Sentiment Analysis of Insomnia-Related Tweets via a Combination of Transformers Using Dempster-Shafer Theory : Pre- and Peri-COVID-19 Pandemic Retrospective Study
©Arash Maghsoudi, Sara Nowakowski, Ritwick Agrawal, Amir Sharafkhaneh, Mark E Kunik, Aanand D Naik, Hua Xu, Javad Razjouyan. Originally published in the Journal of Medical Internet Research (https://www.jmir.org), 27.12.2022..
BACKGROUND: The COVID-19 pandemic has imposed additional stress on population health that may result in a change of sleeping behavior.
OBJECTIVE: In this study, we hypothesized that using natural language processing to explore social media would help with assessing the mental health conditions of people experiencing insomnia after the outbreak of COVID-19.
METHODS: We designed a retrospective study that used public social media content from Twitter. We categorized insomnia-related tweets based on time, using the following two intervals: the prepandemic (January 1, 2019, to January 1, 2020) and peripandemic (January 1, 2020, to January 1, 2021) intervals. We performed a sentiment analysis by using pretrained transformers in conjunction with Dempster-Shafer theory (DST) to classify the polarity of emotions as positive, negative, and neutral. We validated the proposed pipeline on 300 annotated tweets. Additionally, we performed a temporal analysis to examine the effect of time on Twitter users' insomnia experiences, using logistic regression.

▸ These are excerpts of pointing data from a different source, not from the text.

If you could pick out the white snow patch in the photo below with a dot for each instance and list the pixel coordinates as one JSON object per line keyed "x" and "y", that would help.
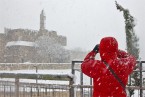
{"x": 21, "y": 43}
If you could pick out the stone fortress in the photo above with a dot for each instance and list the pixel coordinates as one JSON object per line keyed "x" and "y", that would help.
{"x": 18, "y": 45}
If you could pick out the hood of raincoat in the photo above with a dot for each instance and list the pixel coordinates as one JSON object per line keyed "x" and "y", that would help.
{"x": 108, "y": 48}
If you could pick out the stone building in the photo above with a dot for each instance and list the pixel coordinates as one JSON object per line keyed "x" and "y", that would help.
{"x": 19, "y": 46}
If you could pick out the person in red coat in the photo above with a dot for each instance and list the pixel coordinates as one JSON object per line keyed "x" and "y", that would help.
{"x": 104, "y": 82}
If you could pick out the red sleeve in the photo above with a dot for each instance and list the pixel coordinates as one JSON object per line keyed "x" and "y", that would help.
{"x": 128, "y": 60}
{"x": 88, "y": 64}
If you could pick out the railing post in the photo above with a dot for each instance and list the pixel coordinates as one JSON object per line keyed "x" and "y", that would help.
{"x": 71, "y": 92}
{"x": 16, "y": 86}
{"x": 141, "y": 91}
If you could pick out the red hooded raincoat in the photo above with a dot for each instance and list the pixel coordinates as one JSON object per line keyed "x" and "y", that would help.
{"x": 105, "y": 84}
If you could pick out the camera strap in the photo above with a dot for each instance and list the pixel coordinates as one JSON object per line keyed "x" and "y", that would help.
{"x": 115, "y": 75}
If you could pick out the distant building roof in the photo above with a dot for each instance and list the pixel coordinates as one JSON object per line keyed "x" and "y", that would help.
{"x": 21, "y": 43}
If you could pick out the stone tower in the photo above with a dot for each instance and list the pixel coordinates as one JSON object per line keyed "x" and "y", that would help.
{"x": 42, "y": 21}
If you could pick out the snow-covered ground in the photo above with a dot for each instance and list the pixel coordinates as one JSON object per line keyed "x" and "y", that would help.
{"x": 86, "y": 80}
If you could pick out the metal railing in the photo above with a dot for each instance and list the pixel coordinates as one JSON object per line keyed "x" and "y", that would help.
{"x": 21, "y": 89}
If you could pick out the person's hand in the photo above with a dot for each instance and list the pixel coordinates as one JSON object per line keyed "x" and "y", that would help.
{"x": 96, "y": 48}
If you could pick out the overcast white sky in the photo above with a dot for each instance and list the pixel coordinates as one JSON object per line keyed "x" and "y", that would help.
{"x": 83, "y": 22}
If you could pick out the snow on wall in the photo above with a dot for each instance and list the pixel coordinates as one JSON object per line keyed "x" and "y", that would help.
{"x": 21, "y": 43}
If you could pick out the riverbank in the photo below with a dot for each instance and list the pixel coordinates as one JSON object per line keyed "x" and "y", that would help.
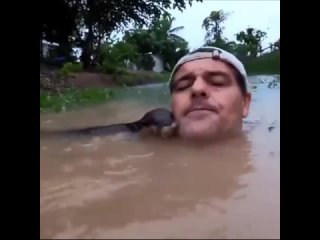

RESULTS: We extracted 305,321 tweets containing the word insomnia (prepandemic tweets: n=139,561; peripandemic tweets: n=165,760). The best combination of pretrained transformers (combined via DST) yielded 84% accuracy. By using this pipeline, we found that the odds of posting negative tweets (odds ratio [OR] 1.39, 95% CI 1.37-1.41; P<.001) were higher in the peripandemic interval compared to those in the prepandemic interval. The likelihood of posting negative tweets after midnight was 21% higher than that before midnight (OR 1.21, 95% CI 1.19-1.23; P<.001). In the prepandemic interval, while the odds of posting negative tweets were 2% higher after midnight compared to those before midnight (OR 1.02, 95% CI 1.00-1.07; P=.008), they were 43% higher (OR 1.43, 95% CI 1.40-1.46; P<.001) in the peripandemic interval.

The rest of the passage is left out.